Nach Sicherheitsalarm: Ethereum Upgrade Constantinople auf Ende Februar verschoben

Vergangene Woche schreckte die Krypto-Szene auf, weil bei Ethereum das bereits angelaufene Upgrade Constantinople wegen einer kritischen Sicherheitslücke kurz vor der Aktivierung gestoppt werden musste. Jetzt steht fest: Constantinople kommt korrigiert nun um den 27. Februar 2019. Auch eine wichtige Bitcoin Futures Entscheidung steht zu diesem Zeitpunkt an.

Wasserstandsmeldung von dem Entwicklerteam hinter Ethereum (ETH): Die Constantinople benannte Hard Fork bei ETH, die kurz vor ihrem geplanten Inkraftreten am 17. Januar 2019 aufgrund einer kritischen Sicherheitslücke abgebrochen werden musste, ist nun für voraussichtlich den 27. Februar 2019 angesetzt. Darauf einigten sich die Entwickler bei einem Arbeitstreffen. Der teilnehmende Péter Szilágyi berichtet auf Twitter, dass Block 7,280,000 in der Blockchain für Constantinople gewählt wurde. Diese dürfte eine Aktivierung um den 27. Februar bedeuten. Szilágyi sprach von einem „Refork“ auf dem Mainnet und einem Fixup-Fork in den Testnets.

Hintergründe zur Verzögerung von Constantinople

Wichtigste Neuerung bei Constantinople ist, das Miner künftig nur noch zwei statt drei ETH als Belohnung für einen Block erhalten. Damit sollen Inflation und Preisverfall reduziert werden. Weiteres wichtiges Feature ist, die umstrittene Difficulty Bomb um etwa ein Jahr zu verschieben.

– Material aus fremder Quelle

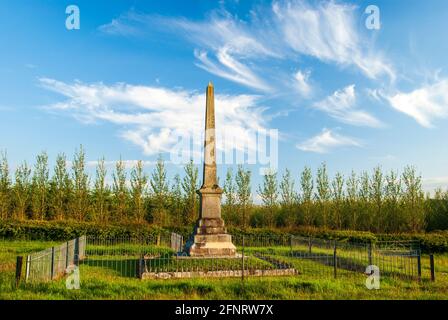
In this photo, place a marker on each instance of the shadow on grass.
(123, 267)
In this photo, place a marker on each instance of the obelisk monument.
(210, 237)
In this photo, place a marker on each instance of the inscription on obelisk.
(210, 237)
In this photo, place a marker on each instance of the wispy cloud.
(128, 164)
(327, 31)
(302, 83)
(326, 141)
(425, 104)
(430, 184)
(341, 105)
(154, 118)
(246, 51)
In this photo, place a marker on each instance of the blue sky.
(133, 77)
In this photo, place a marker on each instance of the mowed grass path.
(105, 283)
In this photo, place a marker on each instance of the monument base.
(210, 239)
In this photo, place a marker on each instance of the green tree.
(139, 181)
(61, 188)
(22, 190)
(392, 199)
(243, 193)
(352, 184)
(377, 198)
(177, 200)
(80, 199)
(307, 187)
(365, 219)
(323, 193)
(5, 187)
(100, 193)
(40, 187)
(190, 187)
(120, 192)
(269, 195)
(289, 198)
(160, 192)
(413, 198)
(338, 200)
(229, 209)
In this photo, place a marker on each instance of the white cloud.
(128, 164)
(341, 105)
(230, 68)
(326, 141)
(425, 104)
(328, 32)
(247, 51)
(154, 118)
(302, 85)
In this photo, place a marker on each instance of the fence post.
(242, 263)
(431, 264)
(66, 255)
(52, 264)
(19, 263)
(76, 252)
(419, 266)
(27, 268)
(310, 244)
(335, 260)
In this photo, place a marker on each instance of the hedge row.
(62, 231)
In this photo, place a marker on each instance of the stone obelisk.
(210, 237)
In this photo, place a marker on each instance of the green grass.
(105, 279)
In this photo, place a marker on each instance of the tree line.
(375, 201)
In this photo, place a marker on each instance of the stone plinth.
(210, 236)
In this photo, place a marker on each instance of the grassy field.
(101, 281)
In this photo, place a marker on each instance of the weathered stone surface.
(218, 273)
(210, 237)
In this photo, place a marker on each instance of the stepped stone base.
(210, 239)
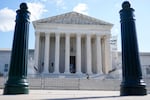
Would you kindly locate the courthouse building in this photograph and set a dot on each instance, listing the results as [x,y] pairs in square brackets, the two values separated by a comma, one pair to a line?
[72,43]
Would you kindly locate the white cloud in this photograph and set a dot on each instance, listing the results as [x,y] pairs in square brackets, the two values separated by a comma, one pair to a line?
[7,17]
[36,9]
[81,8]
[60,4]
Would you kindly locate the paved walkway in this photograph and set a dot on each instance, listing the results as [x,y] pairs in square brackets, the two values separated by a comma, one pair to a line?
[71,95]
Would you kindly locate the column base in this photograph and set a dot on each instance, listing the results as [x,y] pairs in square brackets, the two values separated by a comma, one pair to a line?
[14,86]
[56,72]
[78,73]
[67,73]
[128,90]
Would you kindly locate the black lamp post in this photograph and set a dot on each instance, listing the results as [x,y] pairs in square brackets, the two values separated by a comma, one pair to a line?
[17,79]
[132,83]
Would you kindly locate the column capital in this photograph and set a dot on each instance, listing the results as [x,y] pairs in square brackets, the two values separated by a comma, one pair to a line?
[37,33]
[107,36]
[47,33]
[67,34]
[57,34]
[78,34]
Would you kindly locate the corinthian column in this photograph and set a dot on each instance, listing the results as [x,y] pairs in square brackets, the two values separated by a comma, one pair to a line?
[98,52]
[88,54]
[67,54]
[57,43]
[36,53]
[78,54]
[46,57]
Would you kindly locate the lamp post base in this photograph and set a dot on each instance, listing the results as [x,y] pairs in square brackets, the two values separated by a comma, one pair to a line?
[133,90]
[19,87]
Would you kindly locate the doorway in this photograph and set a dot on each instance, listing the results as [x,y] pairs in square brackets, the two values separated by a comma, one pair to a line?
[72,64]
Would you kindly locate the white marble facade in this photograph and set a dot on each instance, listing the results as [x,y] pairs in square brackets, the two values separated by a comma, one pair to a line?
[72,43]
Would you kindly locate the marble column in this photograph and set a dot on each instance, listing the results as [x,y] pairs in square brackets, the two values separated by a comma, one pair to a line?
[98,55]
[57,45]
[88,54]
[46,56]
[36,53]
[78,54]
[107,58]
[67,54]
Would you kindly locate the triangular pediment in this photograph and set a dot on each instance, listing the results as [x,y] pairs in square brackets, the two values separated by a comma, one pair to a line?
[73,18]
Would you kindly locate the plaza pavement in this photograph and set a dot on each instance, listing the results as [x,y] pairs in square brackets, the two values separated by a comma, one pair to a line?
[71,95]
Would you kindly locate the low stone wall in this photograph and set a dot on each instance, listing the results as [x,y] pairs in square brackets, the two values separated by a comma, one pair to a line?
[74,84]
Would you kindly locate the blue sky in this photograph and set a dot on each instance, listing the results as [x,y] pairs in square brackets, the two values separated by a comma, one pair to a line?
[107,10]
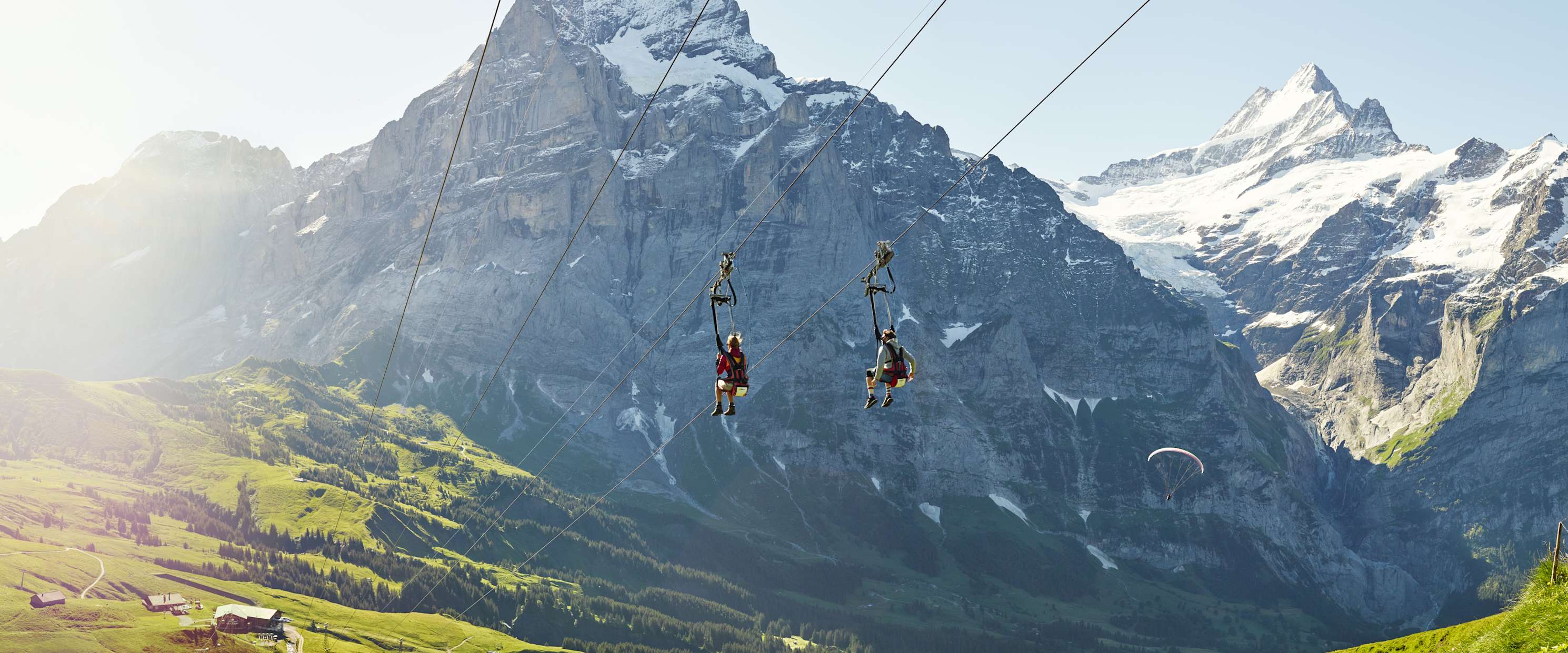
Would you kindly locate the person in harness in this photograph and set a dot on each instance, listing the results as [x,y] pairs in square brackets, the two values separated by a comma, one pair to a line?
[731,368]
[894,368]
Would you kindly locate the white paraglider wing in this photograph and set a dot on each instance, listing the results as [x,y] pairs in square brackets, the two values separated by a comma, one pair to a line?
[1176,467]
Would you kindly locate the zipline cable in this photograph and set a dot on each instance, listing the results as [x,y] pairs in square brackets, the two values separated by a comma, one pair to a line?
[523,127]
[661,307]
[661,448]
[651,98]
[430,226]
[700,292]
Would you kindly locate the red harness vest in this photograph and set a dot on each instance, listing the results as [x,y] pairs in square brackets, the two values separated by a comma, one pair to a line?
[733,367]
[896,367]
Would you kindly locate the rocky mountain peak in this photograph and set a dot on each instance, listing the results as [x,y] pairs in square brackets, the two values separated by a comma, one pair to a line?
[188,149]
[1310,79]
[638,36]
[1371,118]
[1297,99]
[1476,159]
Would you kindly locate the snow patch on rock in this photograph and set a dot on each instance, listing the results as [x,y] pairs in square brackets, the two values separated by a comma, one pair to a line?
[1101,556]
[1007,505]
[957,333]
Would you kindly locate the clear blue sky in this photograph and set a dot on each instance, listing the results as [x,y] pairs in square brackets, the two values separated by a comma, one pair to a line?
[88,81]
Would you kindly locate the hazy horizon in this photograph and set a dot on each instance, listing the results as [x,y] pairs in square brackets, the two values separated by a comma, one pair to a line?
[1168,81]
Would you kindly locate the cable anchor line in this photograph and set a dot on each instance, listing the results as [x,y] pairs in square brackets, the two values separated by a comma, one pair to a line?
[581,223]
[430,226]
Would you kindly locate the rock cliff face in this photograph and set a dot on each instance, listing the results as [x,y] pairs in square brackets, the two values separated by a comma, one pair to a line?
[1399,299]
[1050,365]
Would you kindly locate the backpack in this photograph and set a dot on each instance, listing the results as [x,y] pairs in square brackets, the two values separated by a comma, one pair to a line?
[736,375]
[896,368]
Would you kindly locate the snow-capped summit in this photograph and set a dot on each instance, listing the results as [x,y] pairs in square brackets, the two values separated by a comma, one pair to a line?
[638,36]
[1333,249]
[1267,108]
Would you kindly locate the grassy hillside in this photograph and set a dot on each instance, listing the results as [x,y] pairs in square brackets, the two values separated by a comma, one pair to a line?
[265,481]
[1535,622]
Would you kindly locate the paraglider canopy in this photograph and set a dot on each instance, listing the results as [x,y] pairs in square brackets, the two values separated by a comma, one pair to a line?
[1176,467]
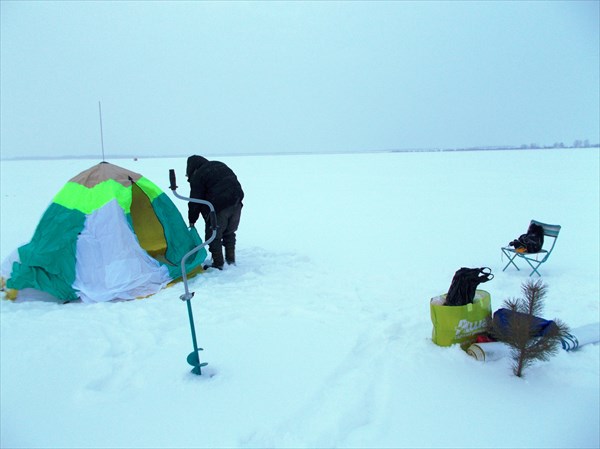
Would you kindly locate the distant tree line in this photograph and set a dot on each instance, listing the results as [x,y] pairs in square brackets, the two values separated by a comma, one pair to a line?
[576,144]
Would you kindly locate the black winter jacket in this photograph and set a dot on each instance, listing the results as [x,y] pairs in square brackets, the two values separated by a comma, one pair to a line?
[211,181]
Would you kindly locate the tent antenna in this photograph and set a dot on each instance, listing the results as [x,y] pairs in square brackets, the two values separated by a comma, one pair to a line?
[101,133]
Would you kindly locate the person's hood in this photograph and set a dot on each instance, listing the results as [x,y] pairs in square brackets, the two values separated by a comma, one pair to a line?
[194,162]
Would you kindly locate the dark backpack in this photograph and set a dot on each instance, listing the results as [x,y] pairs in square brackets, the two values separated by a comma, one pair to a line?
[464,283]
[531,242]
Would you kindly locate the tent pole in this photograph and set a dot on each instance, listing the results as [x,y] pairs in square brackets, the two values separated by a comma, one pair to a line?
[101,133]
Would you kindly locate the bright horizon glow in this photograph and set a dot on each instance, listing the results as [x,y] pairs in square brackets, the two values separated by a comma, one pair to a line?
[294,77]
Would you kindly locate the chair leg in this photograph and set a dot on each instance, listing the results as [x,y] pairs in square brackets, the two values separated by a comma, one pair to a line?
[510,260]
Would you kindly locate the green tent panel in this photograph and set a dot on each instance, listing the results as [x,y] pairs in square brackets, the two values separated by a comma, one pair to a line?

Constantinople zeigte nach Recherchen von ChainSecurity einen kritischen Fehler, der Reentrancy Attacks ermöglicht hätte, also die unbefugte Umleitung von Transaktionen. Diese Lücke war in EIP 1283 (Ethereum Improvement Proposals) enthalten. EIP 1283 wird nun bei der Hard Fork von Constantinople im ETH-Mainnet gestrichen und durch einen zweiten, parallelen Hardfork im Testnet wieder entfernt. Dieses Downgrade ist nötig, damit keine bereits in Testnets entstandenen Blöcke wieder aufgerollt werden müssen. Grundsätzlich scheint in der ETH-Gemeinde aber weiter Einigkeit über Constantinople zu bestehen, der Schock über das nur knapp verhinderte Riesenproblem legte sich schnell. ChainSecurity und Ethereum veröffentlichten mittlerweile einen umfangreichen Hintergrundbericht zu den Problemen bei Constantinople und den daraus resultierenden Lehren.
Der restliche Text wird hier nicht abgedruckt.